Survivors were not compensated and many were not able to get closure by giving their family members a proper burial. Why?

I wanted to post this today as today is Remembrance Day which marked the end of the First World War. The Hallsville School Incident was Britain's worst civilian tragedy of the Second World War. Many feel it could have been prevented, but everyone in the group wants to keep the incident at the forefront of as many as minds as possible.

I dedicate this blog to all the families who lost their lives because of wanting to save their lives.
May you all get the justice and respect you deserve.


Friday, 29 August 2014

Lessons In Life


©Priscilla Etienne 

I went to work at the Royal Docks School when it first opened in 1999. There were some teachers from the old Woodside school there along with many new.
My role was as Student Support Worker (now called Teaching Assistants).

I was lucky enough to be assigned to Craig Fosters' class, an eager bunch of year seven students. 
Every school has one or two exceptional teachers, willing to go beyond their roles and reach out to the students they work with. Craig was one among these type of teachers. It was always clear to me that he worked for the students and not just with them. He had a really great relationship with his class but maintained the boundaries that had to be in place. I laughed every day I was with him. 
     When I began to feel unwell Craig was genuinely concerned for me. I fell asleep in the staff room a few times and he came to find me for lessons. As this was all unusual circumstances for me, I knew I had to seek medical advice. 
Craig insisted that I should visit the Dr too. After a few days I found out that I was pregnant with my son Kross. I went back to work and found him teaching another class. He came outside the classroom and as his class could see us both through the glass panels, they were confused as to why he cuddled me and lifted me off my feet. He was the first member of teaching staff I told. 

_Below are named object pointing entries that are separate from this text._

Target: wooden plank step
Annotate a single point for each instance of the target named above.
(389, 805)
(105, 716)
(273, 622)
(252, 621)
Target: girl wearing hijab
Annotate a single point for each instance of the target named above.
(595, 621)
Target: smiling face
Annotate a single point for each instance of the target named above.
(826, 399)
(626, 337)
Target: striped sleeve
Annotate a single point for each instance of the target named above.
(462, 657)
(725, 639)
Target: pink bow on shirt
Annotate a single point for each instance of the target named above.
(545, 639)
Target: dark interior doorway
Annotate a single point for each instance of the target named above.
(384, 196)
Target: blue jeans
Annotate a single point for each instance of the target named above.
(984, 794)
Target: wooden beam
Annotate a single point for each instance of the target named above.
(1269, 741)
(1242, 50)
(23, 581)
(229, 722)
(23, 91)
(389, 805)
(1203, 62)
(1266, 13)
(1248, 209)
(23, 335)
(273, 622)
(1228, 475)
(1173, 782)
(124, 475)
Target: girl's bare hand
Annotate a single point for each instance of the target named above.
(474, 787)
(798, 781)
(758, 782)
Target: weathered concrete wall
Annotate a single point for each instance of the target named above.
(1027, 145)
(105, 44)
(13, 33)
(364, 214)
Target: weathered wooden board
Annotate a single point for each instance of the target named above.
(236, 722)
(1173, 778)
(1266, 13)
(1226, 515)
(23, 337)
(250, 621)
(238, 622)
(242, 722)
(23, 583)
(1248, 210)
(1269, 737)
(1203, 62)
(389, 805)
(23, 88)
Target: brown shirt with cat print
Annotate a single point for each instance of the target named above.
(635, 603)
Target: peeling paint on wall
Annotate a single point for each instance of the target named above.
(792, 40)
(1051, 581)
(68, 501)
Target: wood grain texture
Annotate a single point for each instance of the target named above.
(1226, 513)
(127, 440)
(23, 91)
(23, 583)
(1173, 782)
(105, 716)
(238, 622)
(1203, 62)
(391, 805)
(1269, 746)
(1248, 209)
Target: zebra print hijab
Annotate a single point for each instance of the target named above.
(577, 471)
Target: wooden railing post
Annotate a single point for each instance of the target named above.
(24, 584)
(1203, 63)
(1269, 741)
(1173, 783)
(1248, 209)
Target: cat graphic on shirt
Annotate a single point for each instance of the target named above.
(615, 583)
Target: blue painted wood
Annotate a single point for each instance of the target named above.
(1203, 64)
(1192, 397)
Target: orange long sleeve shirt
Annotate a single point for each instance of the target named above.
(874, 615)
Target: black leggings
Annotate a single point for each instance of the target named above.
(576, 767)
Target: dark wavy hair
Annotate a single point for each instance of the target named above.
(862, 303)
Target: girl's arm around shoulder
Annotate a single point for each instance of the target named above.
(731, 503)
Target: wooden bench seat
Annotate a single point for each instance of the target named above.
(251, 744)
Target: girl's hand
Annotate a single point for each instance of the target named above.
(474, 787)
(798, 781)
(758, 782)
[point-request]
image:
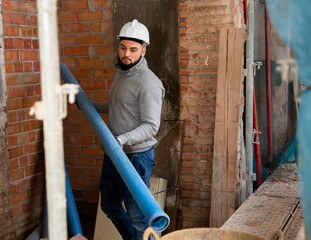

I was really saddened to hear of his death. It is such a great loss. There was no question that I wanted to be at his funeral to pay my last respects to him. I arrived at the crematorium and was met by Woodside students, now grown men and women, and students from the school he recently taught at.
There were too many people present to get into the chapel, so well over 100 of us were standing outside listening to the service on loudspeakers. 
      The tributes by his son and daughter were really touching and funny but the one that moved me to tears the most was the one that Craig had prepared  himself. It was read out at the service and felt like he was there reading it. He spoke of his love for his son whom he described as his best friend, and his daughter whom he called his angel. His wife Melanie was reminded of how much he loved her and he said that she is the one whom he loved more than anything else in this world. It was a beautiful part of the service. 
I am really glad I was there as a final farewell to a brilliant teacher and an equally brilliant man, who was only ever kind, thoughtful and funny. He will truly be missed by so many.


I dedicate this blog to the one and only Mr Craig Foster.